Garcia is also the 88th Medical Group’s officer for Ready Reliable Care, a Defense Health Agency initiative that builds on existing work and best practices to drive better outcomes for patients, staff and the Military Health System.

“I am responsible for making sure Airmen at every level are promoting safety, improving the patient experience and ensuring every patient receives the highest-quality care,” she said.

She is also her squadron’s unit fitness assessment cell manager, overseeing the commander’s physical training program and entering scores and exemptions into the system.

On quiet nights, when nobody is in labor and all her additional duties have been taken care of, Garcia turns to her schoolwork. She’s a full-time student at Liberty University, working toward a dual master’s degree online in business and nursing.

Her husband, Jerry, already has a business degree. She said she’s pursuing one as part of their plan to open a nonprofit business after she retires.

A business doing what? They are not sure yet.

“We know we want to help people,” Garcia said. “But we also want to honor God because God is a very, very, very well important part of both of our lives.”

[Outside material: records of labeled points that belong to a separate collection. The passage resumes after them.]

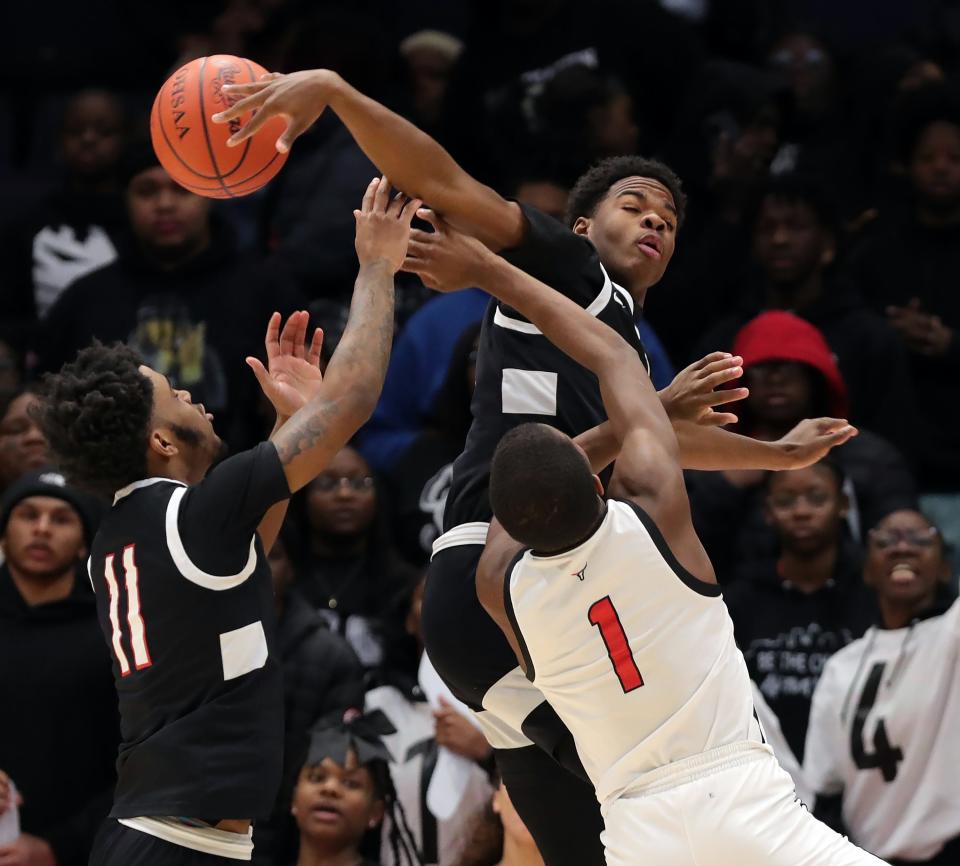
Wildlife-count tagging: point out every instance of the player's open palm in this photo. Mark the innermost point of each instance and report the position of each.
(299, 97)
(383, 225)
(292, 375)
(813, 438)
(697, 390)
(445, 259)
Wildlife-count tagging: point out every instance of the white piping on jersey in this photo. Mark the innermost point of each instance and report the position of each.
(207, 840)
(143, 482)
(596, 307)
(186, 566)
(463, 533)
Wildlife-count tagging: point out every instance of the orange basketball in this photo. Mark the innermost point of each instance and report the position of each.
(193, 149)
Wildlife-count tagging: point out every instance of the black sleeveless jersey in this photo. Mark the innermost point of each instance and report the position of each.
(185, 602)
(521, 375)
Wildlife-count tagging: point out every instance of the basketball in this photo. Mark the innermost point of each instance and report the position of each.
(193, 149)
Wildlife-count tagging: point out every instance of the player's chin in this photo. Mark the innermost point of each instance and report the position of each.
(646, 271)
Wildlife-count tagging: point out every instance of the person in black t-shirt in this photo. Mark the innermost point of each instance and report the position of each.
(184, 596)
(619, 237)
(345, 790)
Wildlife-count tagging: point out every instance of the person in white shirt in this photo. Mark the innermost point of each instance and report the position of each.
(882, 744)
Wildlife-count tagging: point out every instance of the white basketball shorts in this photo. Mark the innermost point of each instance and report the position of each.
(731, 807)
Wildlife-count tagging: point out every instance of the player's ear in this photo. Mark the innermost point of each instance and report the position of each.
(161, 443)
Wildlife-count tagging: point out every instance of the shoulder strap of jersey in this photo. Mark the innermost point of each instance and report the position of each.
(656, 536)
(512, 616)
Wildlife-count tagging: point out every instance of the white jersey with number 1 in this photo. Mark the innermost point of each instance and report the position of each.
(637, 658)
(636, 655)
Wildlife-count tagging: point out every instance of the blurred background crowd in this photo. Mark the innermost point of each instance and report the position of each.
(819, 144)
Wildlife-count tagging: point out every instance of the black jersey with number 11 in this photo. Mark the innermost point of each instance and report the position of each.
(185, 602)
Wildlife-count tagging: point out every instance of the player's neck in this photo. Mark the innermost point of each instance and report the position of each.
(316, 853)
(36, 591)
(515, 854)
(808, 572)
(897, 614)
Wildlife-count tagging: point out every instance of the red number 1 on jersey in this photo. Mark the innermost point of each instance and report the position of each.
(138, 634)
(604, 615)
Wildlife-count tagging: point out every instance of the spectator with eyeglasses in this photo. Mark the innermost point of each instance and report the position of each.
(882, 749)
(793, 611)
(347, 567)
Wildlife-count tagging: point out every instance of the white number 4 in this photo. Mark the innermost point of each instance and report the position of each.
(138, 635)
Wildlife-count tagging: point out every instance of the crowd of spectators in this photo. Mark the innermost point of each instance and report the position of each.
(819, 144)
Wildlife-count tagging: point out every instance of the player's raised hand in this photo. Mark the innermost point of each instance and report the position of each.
(383, 224)
(292, 375)
(693, 395)
(445, 259)
(299, 97)
(5, 790)
(813, 438)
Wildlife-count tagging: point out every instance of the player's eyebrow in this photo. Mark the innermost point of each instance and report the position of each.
(640, 194)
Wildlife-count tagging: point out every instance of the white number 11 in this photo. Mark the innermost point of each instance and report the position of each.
(138, 634)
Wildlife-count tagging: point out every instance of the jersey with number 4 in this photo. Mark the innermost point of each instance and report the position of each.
(885, 733)
(185, 602)
(635, 654)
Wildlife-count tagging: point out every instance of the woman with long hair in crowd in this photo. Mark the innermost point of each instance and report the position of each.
(882, 749)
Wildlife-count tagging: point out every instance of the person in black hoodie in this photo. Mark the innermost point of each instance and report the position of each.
(792, 612)
(59, 727)
(347, 568)
(179, 293)
(321, 675)
(71, 229)
(908, 268)
(794, 245)
(791, 374)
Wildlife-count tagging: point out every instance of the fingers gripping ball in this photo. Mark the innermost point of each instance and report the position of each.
(193, 149)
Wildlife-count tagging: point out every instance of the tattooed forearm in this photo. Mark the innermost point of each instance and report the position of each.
(304, 430)
(364, 350)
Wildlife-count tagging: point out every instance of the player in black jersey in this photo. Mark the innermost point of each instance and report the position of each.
(621, 229)
(178, 566)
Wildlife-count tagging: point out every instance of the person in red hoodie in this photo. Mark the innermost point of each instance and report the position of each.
(791, 374)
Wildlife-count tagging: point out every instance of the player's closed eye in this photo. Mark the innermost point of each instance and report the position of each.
(883, 539)
(327, 483)
(816, 498)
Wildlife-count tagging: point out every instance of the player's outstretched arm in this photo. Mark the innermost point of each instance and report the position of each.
(350, 389)
(409, 157)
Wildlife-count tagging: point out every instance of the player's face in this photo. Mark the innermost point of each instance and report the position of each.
(806, 508)
(164, 216)
(187, 423)
(92, 138)
(935, 167)
(789, 243)
(336, 803)
(23, 447)
(905, 559)
(44, 537)
(781, 392)
(342, 501)
(634, 230)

Many do not like working night shifts, particularly 12-hour stints in the winter that never see the sun. Garcia is not one of them.

“I actually prefer to work nights,” she said. “I like it for a lot of reasons, mostly because I’m an introvert normally. It’s a little less busy, not so much the workload but the traffic coming in and out. There’s just a lot of people that come from different departments and things like that (during the day).”

The night shift is staffed with fewer people and she likes the autonomy that gives her. Nobody wants any problems with a birth, but when that happens and the outcome is good, the job is a reward in itself.

“I love just having to think quickly and react quickly with not as many people to help. And then looking back, seeing the outcome and, praise God, every time it’s been a good outcome,” Garcia said.

At 6:15 a.m., Garcia ends her shift and heads home to her husband and their four Shih Tzu dogs.

To have any quality time with Jerry, she rarely  gets eight straight hours of sleep.

“When I get home, I go to bed about 9 or 10 in the morning,” Garcia said. “I wake up for a couple hours to spend time with my husband. ... That usually is anywhere from about 10 to 12, maybe 1 (p.m.), and then I go back to bed until about 5 p.m., wake up and get ready for my workday.”

“What I do is I flip my schedule,” Garcia said. “So if my husband wants to go to a football game in the middle of the day on a Sunday, which we just did, I’ll wake up a little bit earlier. So I go to bed about 9 (a.m.), and wake up about noon. We’ll head out, do whatever it is that we want to do, and then come back so I’ll sleep during the night instead of sleeping during the day and sacrifice a little bit of sleep to do it.”

But making sacrifices and taking care of people is all in a day’s work.